The main source of information about the philosophy of Potamo of Alexandria, Diogenes Laertius stresses the singular character of his philosophy.10 The distinctive feature of the Alexandrian philosopher, the reason why he cannot fit into any of the traditional philosophical schools, comes from the fact that, without joining any of them, he develops his own philosophical theory by relying on a selection carried out among the ideas that they defend. Likely to be attracted by the heterogeneous character specific to Potamo’s eclecticism, La Mothe Le Vayer is not too concerned about the fact that by founding his approach to philosophy on “criteria of truth”, the Alexandrian philosopher is closer to the dogmatics than to the sceptics.11 In the view of La Mothe Le Vayer, eclecticism materialises in a philosophy that allows the gathering of the plausible interpretations of a phenomenon, which are usually considered as rivals. Thanks to the metaphor of the honey, La Mothe Le Vayer insists on the mixture underlying his philosophy, which is achieved according to criteria whose flexibility is not, however, synonymous with carelessness: “just like good honey is made of the juice collected from various flowers, the best philosophy is formed of expressions well chosen from diverse systems, without deciding that anything is certain, but only plausible” (“comme le bon miel se fait du suc recueilli de diverses fleurs, la meilleure philosophie se forme des sentences bien choisies de divers systèmes, sans rien déterminer opiniâtrement comme certain, mais seulement comme vraisemblable”).12 By putting together the plausible conceptions of one and a single matter which can go as far as being contradictory, the author does not yearn to be exhaustive, but only to illustrate the richness of the world.13

Additionally, he does not profit from the metaphor of the honey in order to refer only to his philosophy, but also to his writing.
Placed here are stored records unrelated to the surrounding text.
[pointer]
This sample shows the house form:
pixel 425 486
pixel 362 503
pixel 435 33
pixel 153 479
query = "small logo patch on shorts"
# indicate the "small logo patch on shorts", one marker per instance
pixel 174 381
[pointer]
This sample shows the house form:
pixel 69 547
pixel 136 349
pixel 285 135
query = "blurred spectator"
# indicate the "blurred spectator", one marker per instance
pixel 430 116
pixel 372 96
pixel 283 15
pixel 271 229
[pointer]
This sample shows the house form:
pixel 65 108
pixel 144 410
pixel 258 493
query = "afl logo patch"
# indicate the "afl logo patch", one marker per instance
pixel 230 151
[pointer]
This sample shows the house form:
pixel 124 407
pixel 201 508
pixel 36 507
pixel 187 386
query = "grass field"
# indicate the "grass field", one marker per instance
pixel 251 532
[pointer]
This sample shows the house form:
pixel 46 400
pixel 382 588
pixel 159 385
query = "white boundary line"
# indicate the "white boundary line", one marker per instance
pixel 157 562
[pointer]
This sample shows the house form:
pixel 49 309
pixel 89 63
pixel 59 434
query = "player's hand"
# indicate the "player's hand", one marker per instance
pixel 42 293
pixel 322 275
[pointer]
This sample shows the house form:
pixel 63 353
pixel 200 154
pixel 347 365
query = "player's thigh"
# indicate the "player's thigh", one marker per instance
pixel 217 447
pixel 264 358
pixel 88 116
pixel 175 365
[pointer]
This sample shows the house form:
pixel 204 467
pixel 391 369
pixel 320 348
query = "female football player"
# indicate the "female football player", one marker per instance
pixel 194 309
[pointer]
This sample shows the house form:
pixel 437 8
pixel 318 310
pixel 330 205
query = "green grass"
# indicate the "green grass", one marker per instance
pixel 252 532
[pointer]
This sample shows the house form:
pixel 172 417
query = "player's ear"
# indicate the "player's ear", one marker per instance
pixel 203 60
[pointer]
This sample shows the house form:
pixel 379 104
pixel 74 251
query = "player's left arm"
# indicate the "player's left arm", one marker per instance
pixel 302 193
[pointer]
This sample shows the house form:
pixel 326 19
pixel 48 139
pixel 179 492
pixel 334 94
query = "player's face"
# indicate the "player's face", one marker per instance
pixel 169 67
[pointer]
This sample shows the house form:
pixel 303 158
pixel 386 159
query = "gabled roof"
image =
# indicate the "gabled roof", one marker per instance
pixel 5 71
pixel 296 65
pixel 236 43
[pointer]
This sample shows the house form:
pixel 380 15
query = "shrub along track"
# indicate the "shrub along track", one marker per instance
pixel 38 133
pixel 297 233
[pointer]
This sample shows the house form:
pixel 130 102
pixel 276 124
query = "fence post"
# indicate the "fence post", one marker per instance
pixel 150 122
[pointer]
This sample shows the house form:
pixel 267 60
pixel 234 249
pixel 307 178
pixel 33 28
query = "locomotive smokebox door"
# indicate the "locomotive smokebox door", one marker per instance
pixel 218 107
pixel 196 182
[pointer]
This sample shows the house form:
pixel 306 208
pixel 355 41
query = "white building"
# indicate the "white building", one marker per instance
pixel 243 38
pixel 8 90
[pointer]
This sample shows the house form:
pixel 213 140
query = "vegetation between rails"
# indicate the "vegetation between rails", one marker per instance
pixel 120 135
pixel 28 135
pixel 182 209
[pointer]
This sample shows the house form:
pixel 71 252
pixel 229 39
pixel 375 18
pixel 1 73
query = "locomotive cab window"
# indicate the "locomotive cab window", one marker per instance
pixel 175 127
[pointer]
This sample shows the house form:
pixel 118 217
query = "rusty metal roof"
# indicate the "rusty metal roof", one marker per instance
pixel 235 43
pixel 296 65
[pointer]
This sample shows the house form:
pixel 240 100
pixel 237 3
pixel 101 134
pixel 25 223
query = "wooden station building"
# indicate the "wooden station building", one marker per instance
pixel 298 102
Associated especially with a fragment from Seneca’s Letters to Lucilius (LXXXIV), the metaphor of the bee that produces honey from different flowers has been related to the reflection on the manner in which an author is supposed to make use of the passages that he extracts from other authors.14 Taken up by humanists like Petrarca or Erasmus, the metaphor of the bee is also used by La Mothe Le Vayer in order to refer to the use of the quotations. While mentioning the way in which an author is supposed to use his readings, our writer argues that “We should not imitate so much the florists who make flower bouquets and who content themselves with the fact of putting together the flowers that they find; as the bees, which take from these same flowers the matter that they turn into an agreeable food” (“Il ne faut pas tant imiter les bouquetières, qui se contentent de joindre ensemble les fleurs qu’elles trouvent; que les abeilles, qui prennent dessus ces mêmes fleurs la matière dont elles composent leur agréable nourriture”).15 A great supporter of passages extracted from other authors, La Mothe Le Vayer holds, nevertheless, that their use must firstly rely on their assimilation. In other words, an author has to fill out his works with quotations only after having taken possession of them, following a work which, reminiscent of Montaigne’s innutrition,16 allows him to provide them a new meaning. The “rhetoric of quotations”17 is the expression of philosophical eclecticism, which results from the flexibility cultivated by a thought that, while keeping the suspension of judgement in the background, satisfies itself with the plausible.